When you look inside a computing device you see a bunch of circuits, chips, wires, speakers, plugs, and any number of other stuff. All of this is hardware.
What you don't see is software. Software is all of the computer programs running on this machine.
Software is anything from apps and games to webpages and data science software.
But how do hardware and software interact with each other?
First, let's look at a computer's central processing unit or CPU.
The CPU is the main chip that controls all the other parts of the computer. A CPU needs to do many different things, so inside it has smaller, simpler parts that handle specific tasks.
There are circuits that do simple math and logic, other circuits to send and receive information to and from different parts of a computer, and more.
The real complexity of a CPU is how it knows which circuits to use and when to use them.
The CPU receives simple commands that tell it which circuit to use to do a specific job.
For example, an add command tells the CPU to use its' adder circuit to calculate a new number. And a store command tells the CPU to use a different circuit to save the result of the add command into memory.
Just like numbers, all of these simple commands can be represented in binary ones and zeros, or on and off electrical signals.
These binary commands are stored in memory and the CPU fetches and executes them in sequence, on after the other.
This sequence of binary commands is in fact a very simple computer program or software.
Binary code is the most basic form of software and it controls all the hardware of a computer.
Today nobody writes software in binary because it would take forever.
Today we use programming languages to write software.
These programming languages look like this: and this:
Programming languages like the example above let you type in commands in something that looks a lot like English.
To add two numbers together you just need a single command:
const sum = 40 + 2 // 42
This high-level command is converted into hundreds or thousands of simpler binary commands that the CPU understands.

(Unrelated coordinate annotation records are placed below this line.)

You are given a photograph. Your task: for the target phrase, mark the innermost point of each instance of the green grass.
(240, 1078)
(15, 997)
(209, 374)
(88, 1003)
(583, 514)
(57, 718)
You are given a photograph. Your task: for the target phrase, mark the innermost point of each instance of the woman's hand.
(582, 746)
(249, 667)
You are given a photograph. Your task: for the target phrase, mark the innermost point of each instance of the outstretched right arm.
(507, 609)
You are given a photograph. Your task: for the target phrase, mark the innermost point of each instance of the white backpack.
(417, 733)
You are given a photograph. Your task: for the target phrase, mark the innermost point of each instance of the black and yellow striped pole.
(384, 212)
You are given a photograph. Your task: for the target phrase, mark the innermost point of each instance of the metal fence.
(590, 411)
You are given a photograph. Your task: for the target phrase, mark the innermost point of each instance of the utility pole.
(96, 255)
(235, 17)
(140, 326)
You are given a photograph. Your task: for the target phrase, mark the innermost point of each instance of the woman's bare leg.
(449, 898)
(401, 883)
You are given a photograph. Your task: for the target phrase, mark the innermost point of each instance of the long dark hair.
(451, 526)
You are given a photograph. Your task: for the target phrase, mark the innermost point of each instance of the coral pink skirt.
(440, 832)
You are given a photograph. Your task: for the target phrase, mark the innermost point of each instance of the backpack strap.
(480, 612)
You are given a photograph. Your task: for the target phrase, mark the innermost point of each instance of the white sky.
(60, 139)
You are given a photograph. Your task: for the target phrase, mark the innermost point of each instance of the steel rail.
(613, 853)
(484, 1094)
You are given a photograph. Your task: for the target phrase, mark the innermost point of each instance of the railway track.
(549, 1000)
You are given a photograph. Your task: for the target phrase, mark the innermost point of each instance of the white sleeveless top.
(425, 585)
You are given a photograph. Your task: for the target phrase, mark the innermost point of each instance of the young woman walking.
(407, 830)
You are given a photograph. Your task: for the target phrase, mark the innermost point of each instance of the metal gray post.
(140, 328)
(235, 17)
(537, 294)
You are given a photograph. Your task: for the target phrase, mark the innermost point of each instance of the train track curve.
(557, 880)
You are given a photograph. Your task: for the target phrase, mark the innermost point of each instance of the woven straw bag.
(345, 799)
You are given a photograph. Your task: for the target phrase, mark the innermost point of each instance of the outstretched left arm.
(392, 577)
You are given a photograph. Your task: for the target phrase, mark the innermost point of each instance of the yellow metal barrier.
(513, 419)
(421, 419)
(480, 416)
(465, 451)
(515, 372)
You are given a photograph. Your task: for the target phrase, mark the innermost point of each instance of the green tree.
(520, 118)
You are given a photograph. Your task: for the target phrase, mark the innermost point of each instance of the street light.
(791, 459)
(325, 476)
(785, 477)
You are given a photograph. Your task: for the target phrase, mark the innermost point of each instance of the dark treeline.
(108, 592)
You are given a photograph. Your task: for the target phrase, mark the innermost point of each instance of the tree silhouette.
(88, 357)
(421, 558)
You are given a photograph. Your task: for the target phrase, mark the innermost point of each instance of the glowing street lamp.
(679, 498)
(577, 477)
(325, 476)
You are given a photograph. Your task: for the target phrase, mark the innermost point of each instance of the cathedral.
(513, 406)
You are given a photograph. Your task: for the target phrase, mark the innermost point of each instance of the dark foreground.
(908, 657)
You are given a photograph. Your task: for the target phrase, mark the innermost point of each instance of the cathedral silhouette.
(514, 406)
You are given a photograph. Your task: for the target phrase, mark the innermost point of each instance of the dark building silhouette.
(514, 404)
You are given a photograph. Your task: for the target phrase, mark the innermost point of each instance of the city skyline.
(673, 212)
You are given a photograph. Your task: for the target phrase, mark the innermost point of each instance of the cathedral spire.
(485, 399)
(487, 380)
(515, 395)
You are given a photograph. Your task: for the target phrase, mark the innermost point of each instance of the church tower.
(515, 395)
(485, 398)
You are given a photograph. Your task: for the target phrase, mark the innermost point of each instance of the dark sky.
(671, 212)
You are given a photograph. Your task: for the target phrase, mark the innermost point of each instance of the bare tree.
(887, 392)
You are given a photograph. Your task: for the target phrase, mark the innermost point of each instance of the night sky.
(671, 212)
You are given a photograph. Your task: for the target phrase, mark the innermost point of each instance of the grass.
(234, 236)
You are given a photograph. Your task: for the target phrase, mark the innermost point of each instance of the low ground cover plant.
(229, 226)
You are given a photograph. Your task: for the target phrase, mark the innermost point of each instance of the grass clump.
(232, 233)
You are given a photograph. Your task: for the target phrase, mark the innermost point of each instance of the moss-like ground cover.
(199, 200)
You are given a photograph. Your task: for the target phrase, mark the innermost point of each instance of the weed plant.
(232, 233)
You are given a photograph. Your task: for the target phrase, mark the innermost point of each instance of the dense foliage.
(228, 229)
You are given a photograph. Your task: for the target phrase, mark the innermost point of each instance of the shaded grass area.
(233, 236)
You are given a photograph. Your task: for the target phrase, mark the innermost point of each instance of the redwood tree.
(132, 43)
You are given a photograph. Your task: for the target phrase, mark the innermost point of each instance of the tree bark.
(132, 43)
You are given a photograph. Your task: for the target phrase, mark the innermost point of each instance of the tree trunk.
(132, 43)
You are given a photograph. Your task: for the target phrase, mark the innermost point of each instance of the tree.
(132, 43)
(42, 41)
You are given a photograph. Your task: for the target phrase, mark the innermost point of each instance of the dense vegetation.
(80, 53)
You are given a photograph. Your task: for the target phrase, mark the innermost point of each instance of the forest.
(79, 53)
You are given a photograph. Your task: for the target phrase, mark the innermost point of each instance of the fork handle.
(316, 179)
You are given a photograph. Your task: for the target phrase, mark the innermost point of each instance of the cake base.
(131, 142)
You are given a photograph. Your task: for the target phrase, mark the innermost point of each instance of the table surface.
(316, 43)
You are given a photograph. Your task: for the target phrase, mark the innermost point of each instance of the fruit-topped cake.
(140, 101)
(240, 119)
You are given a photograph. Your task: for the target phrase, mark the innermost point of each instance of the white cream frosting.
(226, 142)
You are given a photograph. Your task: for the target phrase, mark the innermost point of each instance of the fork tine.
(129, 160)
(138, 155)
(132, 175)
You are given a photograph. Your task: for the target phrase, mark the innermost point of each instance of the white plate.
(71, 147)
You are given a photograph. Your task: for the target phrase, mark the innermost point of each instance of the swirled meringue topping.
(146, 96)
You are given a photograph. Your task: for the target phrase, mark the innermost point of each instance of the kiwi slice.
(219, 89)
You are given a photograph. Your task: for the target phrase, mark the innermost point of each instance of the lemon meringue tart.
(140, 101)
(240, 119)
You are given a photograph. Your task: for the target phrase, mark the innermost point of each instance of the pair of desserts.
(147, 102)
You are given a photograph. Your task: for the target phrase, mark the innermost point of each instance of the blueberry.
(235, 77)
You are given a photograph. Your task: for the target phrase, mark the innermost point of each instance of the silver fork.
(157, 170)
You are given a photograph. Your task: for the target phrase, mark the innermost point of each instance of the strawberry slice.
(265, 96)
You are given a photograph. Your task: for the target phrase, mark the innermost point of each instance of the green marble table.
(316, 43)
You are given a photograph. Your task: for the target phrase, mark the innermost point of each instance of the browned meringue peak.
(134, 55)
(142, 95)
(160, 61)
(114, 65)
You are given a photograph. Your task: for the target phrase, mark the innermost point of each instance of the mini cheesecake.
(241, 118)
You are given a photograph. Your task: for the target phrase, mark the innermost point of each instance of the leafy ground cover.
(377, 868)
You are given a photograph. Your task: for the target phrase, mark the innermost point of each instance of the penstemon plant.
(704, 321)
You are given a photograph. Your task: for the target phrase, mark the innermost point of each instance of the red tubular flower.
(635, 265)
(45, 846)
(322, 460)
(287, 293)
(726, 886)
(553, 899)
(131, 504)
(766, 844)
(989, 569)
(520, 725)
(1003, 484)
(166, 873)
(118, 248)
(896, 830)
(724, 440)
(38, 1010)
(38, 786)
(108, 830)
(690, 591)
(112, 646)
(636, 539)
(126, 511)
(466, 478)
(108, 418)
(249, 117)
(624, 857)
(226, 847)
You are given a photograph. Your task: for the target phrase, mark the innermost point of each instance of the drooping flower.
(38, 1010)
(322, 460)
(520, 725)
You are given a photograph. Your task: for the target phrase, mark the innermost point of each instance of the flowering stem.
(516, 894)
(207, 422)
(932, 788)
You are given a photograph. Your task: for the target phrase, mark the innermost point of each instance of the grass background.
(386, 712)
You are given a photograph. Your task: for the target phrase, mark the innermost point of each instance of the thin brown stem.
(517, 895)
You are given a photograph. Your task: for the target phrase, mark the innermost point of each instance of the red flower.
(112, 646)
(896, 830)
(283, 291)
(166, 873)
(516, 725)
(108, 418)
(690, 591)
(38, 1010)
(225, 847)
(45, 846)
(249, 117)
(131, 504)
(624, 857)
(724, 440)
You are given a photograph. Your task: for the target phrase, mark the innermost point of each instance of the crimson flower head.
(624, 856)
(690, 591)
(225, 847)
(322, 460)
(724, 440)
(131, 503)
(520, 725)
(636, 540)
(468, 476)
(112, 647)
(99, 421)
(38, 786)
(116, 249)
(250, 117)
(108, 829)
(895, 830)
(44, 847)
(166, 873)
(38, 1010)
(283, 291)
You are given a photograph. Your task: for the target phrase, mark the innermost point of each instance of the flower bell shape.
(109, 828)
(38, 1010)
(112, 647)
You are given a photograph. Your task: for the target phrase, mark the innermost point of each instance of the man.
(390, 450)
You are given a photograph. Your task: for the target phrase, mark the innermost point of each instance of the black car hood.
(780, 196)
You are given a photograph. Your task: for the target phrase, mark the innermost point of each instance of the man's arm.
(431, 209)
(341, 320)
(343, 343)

Software tells the CPU what to do, but when you're listening to music, browsing the web, and chatting with a friend, your computer is running multiple pieces of software all at once.
How do all of these programs get on the computer in the first place, and how can the CPU run them all at once? To find that out we'll have to look at the operating system.
The operating system of a computer is the main program that manages how software gets to use the hardware of the computer.
The operating system is a program with special abilities that let it control the other software on the computer.
The operating system lets you install new programs by loading them into the computer's memory. It decides when a program is run by the central processing unit (CPU), and whether that program can access the computer's input and output devices.
When you think your programming is running many programs at once, in reality, the operating system is quickly switching between programs, sharing the CPU for fractions of a second.
Inside every computer is an operating system managing software the controls the computer's hardware.
Software is a series of commands made of simple binary code, and that binary code is just electrical signals flowing through billions of tiny circuits.